En tant que société civile africaine, mouvements sociaux et alliés internationaux, nous rejetons l'appel de nombreux pays développés pour un soi-disant «mandat de Durban» visant à lancer de nouvelles négociations pour définir un futur cadre juridique sur le climat.

Un nouveau mandat pour un nouveau traité qui prenne la place du Protocole de Kyoto devrait être compris pour ce qu'il est vraiment : les pays riches reviennent sur leurs pas et renient les obligations qui les dérangent, au détriment des pauvres et de la planète. Alors que les pays développés peuvent apparaître comme progressistes en demandant un mandat pour négocier un nouveau traité juridiquement contraignant, la vérité est que ce n'est rien de plus qu'une tentative voilée de tuer le Protocole de Kyoto et d'échapper à leurs obligations d'atténuation supplémentaires qu'ils devraient prendre, en vertu du mandat existant déjà dans le protocole lui-même et dans l'accord de 2005, pour négocier des réductions supplémentaires des émissions. Aboutir sur une déclaration politique annonçant la poursuite du protocole de Kyoto revient, en pratique, à l'enterrer. Ce ne sera rien de plus qu'un amendement formel légal et un processus de ratification qui aboutiront sur une coquille vide du Protocole de Kyoto.

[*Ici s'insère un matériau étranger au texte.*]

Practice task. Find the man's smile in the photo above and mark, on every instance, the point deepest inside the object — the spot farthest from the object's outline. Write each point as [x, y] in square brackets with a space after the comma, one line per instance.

Convenir d'un nouveau mandat signifierait que toute action est effectivement retardée de cinq à dix ans. Un nouveau traité va prendre plusieurs années de négociations et plusieurs années nécessaires à sa ratification. De plus, il n'y a aucune assurance que les pays qui ont renié l'architecture juridique existante, comme les Etats-Unis, seront d'accord pour ratifier un nouvel accord, ni que cet accord ne soit pas un système faible et inefficace « d'engagements volontaires ».

Les pays développés doivent de toute urgence accroître leurs objectifs de réduction d'émissions. Comme les derniers rapports de l'Agence internationale de l'énergie l'indiquent clairement, des réductions drastiques des émissions sont aujourd'hui nécessaires pour avoir une chance réelle de limiter la hausse de la température à 1,5°C. Les actuelles promesses de réduction d'émissions vont nous conduire à une augmentation de température de 5°C. Pour l'Afrique, cela signifie 7 ou 8°C de réchauffement et d'inimaginables souffrances humaines. C'est pourquoi une approche basée sur des engagements volontaires avec des règles de vérification faibles, plutôt que l'approche du Protocole de Kyoto, ses engagements juridiquement contraignants et des règles internationales qui donnent un sens à ces engagements, est totalement insuffisante pour assurer les réductions nécessaires d'émissions.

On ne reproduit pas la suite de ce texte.